Vector Autoregression Model

All time series under analysis were found to be stationary (ADF test $p$ < .05). The results of the VAR(2) model predicting mood states using sleep score are shown below. Sleep score was found to be a significant positive predictor of depression, also confirmed via Granger causation tests. Sleep score did not positively or negatively predict other mood states in this model.

  Coefficient Std. error Test statistic p-value
L1.score 0.633262 0.027574 22.966 0.000
L1.anxious 0.153275 0.446110 0.344 0.731
L1.depressed 0.477164 0.409130 1.166 0.243
L1.irritable -0.282988 0.412509 -0.686 0.493
L1.elevated -0.220198 0.655784 -0.336 0.737
L2.score -0.003080 0.027452 -0.112 0.911
L2.anxious 0.353528 0.445359 0.794 0.427
L2.depressed 1.241873 0.409667 3.031 0.002
L2.irritable -0.080069 0.412341 -0.194 0.846
L2.elevated -0.499540 0.657230 -0.760 0.447

Granger Causality

The results of the Granger causation tests are shown below. Sleep score was shown to Granger-cause both depressed and anxious mood.

Causal Variable Variable Test statistic Critical value p-value df
sleepscore depressed 5.384 2.997 0.005 (2, 6535)
sleepscore anxious 3.294 2.997 0.037 (2, 6535)
sleepscore irritable 1.347 2.997 0.260 (2, 6535)
sleepscore elevated 1.203 2.997 0.500 (2, 6535)

Impulse Response Analysis

As shown in the figure below, the impact of sleep score on the four self-reported mood states varies over a 10-day period. Standard errors are plotted at the 95% significance level. The effect of an impact on sleep score on depressed and anxious moods appear to be most felt only after several days of its impact, peaking at roughly 3 days and then gradually decaying.

Discussion

This exploratory study affirms the role that self-tracking technologies can play in the ongoing management of affective disorders. This type of N-of-1 analysis would be impossible without inexpensive wearable sensors, and the quality of this dataset is directly related to how non-invasive this particular wearable is.

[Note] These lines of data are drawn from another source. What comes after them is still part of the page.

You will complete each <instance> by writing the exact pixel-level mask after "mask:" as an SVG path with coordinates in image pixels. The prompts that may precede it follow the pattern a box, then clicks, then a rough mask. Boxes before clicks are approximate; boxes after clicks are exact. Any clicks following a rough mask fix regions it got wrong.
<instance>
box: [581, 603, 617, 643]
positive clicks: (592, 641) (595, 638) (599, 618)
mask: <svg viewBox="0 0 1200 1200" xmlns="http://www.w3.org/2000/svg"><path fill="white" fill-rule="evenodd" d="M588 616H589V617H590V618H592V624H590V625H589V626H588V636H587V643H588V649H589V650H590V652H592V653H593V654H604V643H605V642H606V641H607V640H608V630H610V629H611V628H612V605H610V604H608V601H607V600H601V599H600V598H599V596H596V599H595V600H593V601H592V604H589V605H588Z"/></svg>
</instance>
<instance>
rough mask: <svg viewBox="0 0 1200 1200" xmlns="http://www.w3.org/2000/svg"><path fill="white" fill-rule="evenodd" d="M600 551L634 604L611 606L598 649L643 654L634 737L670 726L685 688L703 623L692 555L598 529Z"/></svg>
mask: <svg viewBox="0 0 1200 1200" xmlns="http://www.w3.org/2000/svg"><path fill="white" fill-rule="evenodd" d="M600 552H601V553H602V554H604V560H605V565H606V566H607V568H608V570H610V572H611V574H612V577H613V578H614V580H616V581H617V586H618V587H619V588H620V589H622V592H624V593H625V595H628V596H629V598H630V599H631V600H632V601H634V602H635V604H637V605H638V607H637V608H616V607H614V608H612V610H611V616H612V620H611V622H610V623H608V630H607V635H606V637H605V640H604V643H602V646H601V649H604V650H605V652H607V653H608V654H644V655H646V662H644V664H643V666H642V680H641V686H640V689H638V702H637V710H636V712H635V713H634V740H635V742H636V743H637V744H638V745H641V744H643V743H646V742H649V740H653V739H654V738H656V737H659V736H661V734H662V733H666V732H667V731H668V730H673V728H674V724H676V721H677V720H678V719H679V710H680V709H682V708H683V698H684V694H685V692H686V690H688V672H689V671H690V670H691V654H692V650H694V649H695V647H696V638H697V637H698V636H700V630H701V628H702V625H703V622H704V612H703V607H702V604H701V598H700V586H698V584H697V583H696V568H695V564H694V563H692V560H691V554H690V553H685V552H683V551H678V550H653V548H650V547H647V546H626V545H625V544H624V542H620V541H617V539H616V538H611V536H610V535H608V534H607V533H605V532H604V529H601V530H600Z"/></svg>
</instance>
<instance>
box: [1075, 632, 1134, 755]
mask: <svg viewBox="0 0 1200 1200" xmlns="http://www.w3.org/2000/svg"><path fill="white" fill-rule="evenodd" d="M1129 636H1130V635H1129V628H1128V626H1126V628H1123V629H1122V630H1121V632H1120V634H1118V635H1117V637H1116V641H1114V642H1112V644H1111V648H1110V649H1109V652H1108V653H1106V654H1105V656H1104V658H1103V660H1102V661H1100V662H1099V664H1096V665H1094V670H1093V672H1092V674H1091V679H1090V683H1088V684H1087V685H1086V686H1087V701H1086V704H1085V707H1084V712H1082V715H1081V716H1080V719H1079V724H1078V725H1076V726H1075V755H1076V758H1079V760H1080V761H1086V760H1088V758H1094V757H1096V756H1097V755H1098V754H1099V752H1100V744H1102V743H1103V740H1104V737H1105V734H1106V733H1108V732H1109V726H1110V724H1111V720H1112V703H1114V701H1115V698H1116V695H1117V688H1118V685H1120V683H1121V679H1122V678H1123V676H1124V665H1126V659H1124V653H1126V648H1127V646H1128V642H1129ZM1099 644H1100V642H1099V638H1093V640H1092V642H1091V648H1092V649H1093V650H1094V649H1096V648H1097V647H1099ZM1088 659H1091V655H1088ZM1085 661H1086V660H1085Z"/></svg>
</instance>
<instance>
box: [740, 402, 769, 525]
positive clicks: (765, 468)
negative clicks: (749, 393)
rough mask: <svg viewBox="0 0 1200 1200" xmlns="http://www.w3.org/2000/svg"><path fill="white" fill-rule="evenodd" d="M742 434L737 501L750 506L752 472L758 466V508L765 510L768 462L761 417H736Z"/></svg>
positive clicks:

This work is limited in several ways. My reliance on an algorithmic ADF test to assess stationarity (rather than directly assessing the data myself) could leave room for error. Additionally, this work only assesses the influence of the Oura sleep score on mood. In reality, this is likely closer to a bidirectional influence and this should be reflected properly in the analysis.